What happens after is somewhat inevitable based upon the attitude of the police, not the person being tased. The actions of the police make them look like a roving gang of thugs rather than people maintaining order and protecting the public.
As for the appropriateness of the tasering, it seems people are focusing on the exact instant the taser was fire at which point it may be a grayer picture. In my opinion the officers precipitated the entire event. It ended like it did because that is how they went about their business. As long as their standard procedures is to assault first and talk later, then citizens will get tased.
Perhaps officers should attend some sort of Police Academy rather than NFL Kicker Training Camp.
I wonder no longer…
“Can any officer come up to me and throw me to the ground without cause or warning under the authority of their badge?”
Yes. Exactly like how if you’re speeding, a police officer can drive his car up behind you and perform the pit maneuver without ever turning on his lights of otherwise signaling that you need to pull over.

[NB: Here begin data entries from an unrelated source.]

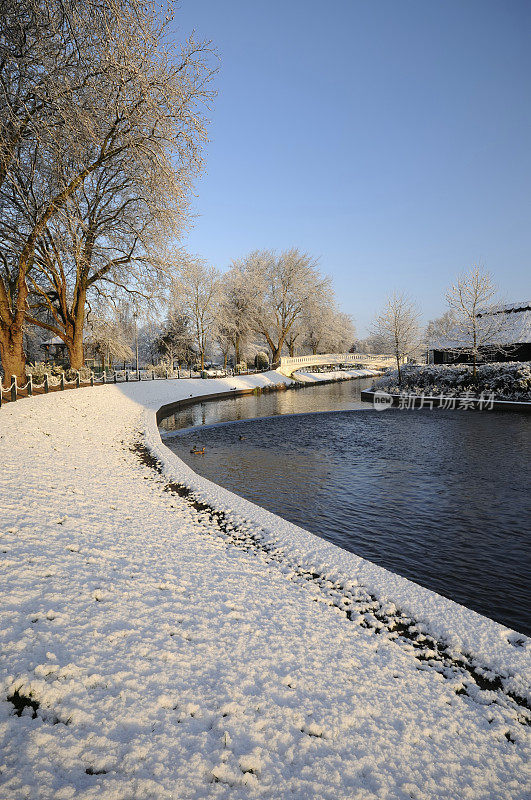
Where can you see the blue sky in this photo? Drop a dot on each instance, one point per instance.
(388, 138)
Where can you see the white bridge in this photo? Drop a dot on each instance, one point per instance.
(290, 365)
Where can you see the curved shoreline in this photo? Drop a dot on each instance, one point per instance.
(445, 618)
(133, 605)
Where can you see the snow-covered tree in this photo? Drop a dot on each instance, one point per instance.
(175, 340)
(86, 87)
(283, 287)
(478, 324)
(237, 302)
(396, 329)
(195, 295)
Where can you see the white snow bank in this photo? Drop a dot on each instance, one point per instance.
(164, 662)
(335, 375)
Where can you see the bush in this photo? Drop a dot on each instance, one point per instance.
(506, 380)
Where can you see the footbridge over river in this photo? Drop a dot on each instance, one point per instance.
(371, 361)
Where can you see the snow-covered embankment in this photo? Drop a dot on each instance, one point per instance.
(186, 654)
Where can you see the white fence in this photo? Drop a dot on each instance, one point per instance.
(289, 365)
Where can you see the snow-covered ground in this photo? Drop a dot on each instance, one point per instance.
(335, 375)
(172, 651)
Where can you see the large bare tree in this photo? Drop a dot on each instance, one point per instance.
(195, 296)
(282, 287)
(122, 100)
(478, 324)
(396, 329)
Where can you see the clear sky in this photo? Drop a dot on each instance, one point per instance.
(389, 138)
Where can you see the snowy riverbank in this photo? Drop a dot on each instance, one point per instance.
(184, 653)
(334, 375)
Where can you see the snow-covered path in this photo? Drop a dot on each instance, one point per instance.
(172, 652)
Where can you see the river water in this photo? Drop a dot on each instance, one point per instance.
(440, 497)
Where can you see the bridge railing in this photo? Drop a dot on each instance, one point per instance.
(334, 358)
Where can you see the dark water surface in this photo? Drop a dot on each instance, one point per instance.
(441, 497)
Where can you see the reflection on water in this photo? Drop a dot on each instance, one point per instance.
(330, 397)
(440, 497)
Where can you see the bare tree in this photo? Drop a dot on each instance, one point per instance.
(478, 324)
(195, 294)
(108, 339)
(116, 95)
(175, 340)
(283, 287)
(328, 330)
(236, 310)
(396, 328)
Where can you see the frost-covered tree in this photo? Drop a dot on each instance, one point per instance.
(175, 340)
(196, 295)
(283, 286)
(108, 339)
(236, 309)
(86, 87)
(478, 324)
(396, 329)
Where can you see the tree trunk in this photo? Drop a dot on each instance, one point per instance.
(13, 355)
(275, 354)
(75, 350)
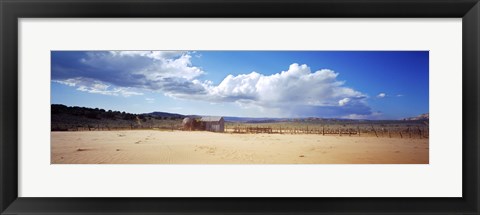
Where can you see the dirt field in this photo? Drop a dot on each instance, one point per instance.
(200, 147)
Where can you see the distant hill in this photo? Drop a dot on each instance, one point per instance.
(422, 117)
(64, 118)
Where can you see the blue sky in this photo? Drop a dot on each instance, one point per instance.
(328, 84)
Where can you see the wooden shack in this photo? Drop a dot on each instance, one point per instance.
(213, 123)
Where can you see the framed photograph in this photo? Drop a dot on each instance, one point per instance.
(262, 107)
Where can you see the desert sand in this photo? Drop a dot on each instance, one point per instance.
(201, 147)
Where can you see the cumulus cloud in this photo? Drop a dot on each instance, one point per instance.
(297, 91)
(150, 100)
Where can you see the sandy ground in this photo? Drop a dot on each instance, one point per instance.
(199, 147)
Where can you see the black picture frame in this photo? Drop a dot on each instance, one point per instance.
(12, 10)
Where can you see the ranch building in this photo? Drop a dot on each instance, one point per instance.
(213, 123)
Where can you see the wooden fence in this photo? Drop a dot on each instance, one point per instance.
(408, 132)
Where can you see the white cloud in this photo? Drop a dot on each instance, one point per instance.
(98, 87)
(297, 91)
(150, 100)
(344, 101)
(287, 92)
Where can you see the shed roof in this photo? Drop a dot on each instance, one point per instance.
(211, 118)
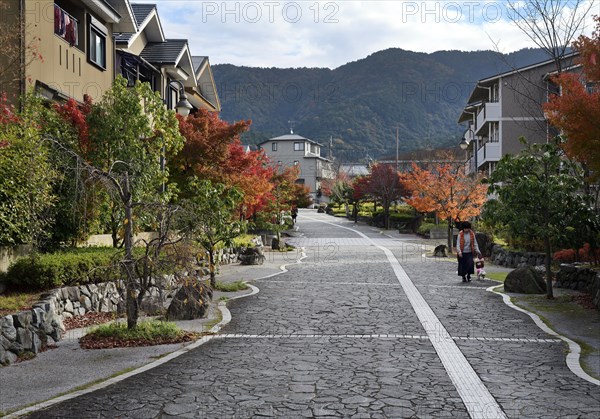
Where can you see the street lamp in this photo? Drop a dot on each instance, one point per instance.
(464, 144)
(183, 107)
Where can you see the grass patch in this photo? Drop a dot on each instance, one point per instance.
(231, 286)
(15, 302)
(245, 240)
(148, 329)
(147, 333)
(497, 276)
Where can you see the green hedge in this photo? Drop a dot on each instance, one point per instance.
(66, 268)
(425, 228)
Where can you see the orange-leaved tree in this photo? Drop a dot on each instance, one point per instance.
(447, 190)
(249, 172)
(576, 111)
(206, 148)
(383, 184)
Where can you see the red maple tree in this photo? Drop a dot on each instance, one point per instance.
(447, 190)
(576, 111)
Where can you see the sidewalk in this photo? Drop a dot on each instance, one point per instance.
(68, 368)
(564, 315)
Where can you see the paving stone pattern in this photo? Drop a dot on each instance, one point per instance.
(336, 336)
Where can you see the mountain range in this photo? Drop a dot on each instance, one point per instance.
(364, 104)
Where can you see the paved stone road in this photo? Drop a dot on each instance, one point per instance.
(351, 333)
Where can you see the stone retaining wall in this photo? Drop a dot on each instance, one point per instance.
(512, 259)
(580, 279)
(32, 330)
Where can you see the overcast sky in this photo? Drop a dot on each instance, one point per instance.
(331, 33)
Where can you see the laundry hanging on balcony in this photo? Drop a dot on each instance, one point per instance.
(65, 26)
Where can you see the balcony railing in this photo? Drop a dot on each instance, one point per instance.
(490, 112)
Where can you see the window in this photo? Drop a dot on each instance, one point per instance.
(66, 26)
(591, 87)
(97, 43)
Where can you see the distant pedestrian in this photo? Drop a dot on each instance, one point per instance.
(466, 247)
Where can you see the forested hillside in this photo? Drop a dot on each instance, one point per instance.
(362, 103)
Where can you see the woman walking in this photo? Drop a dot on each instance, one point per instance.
(466, 247)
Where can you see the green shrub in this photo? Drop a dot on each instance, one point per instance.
(231, 286)
(425, 228)
(65, 268)
(148, 329)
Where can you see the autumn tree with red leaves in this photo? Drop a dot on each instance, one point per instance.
(383, 184)
(576, 111)
(447, 190)
(250, 172)
(213, 151)
(206, 149)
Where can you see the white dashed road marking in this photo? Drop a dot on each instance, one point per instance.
(474, 394)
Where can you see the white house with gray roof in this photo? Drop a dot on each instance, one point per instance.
(295, 150)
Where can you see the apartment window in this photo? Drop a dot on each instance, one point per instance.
(495, 93)
(592, 88)
(66, 26)
(494, 132)
(97, 34)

At least you aren’t too narcissistic about it.
I had the sense, by the way they walked past so many other people, that they may have been looking for him in particular. And not just for wearing those pajamas in public.
My gut says that the story is incomplete, and that there may have been a precursor of some type.
The precursor, as far as the backstory goes, was that he was ripping down notice to vacate, so they were looking for him in particular, but it’s neither sufficiently interesting nor criminal to change the situation much.
Then again, you civil guys always try to find a way to explain the cops.
I think this video distracts from real videos of actual police abuse.
Still, I am glad ppl are posting about it. It is interesting to see that this video splits people.
I think it is the “wrong hill to die on” as far as arguing that the police be punished for what they did in this particular vid.
Back in the day, even Operation Rescue taught that you either co-operate with the police, or, at the very outside go spread eagle, face down and limp when the time comes.
Different videos serve different purposes. Not every one is intended to push a particular issue.
I think it is precisely the right “hill to die on” — the video is a clear example of the evident policy of the police to use extreme force in the first instance, rather than using their professional judgment as to whether a situation requires the use of extreme force. (Of course, any episode of “Cops” illustrates the same.) This is the kind of policy we expect in countries with little or no rule of law — to wit, the Egyptian police in Tahir Square. The advent of the ease of video recording incidents like these shows how much closer we are to Tahir than Mayberry.
I wasn’t alive in the 70s so I’m asking this as a child on the knee. Did some people have a view at the time that the survivors of Kent State actually were lucky that the National Guard didn’t shoot more people? It’s gone down in history as a massacre but was that unanimous when it happened?
I absolutely agree that someone would tweet that within a couple of minutes of it happening today but is that just because we have Twitter now and other people can see it? I think “distressing” really is the word.
The idea of the national guard shooting and killing protestors went beyond anything anyone could imagine. There were plenty of protests, buildings seized, property destroyed, but we didn’t kill our own, until then. Even those who thought the kids were horrible and wrong were shocked that at the killings. We just didn’t kill our own children, no matter how badly they misbehaved.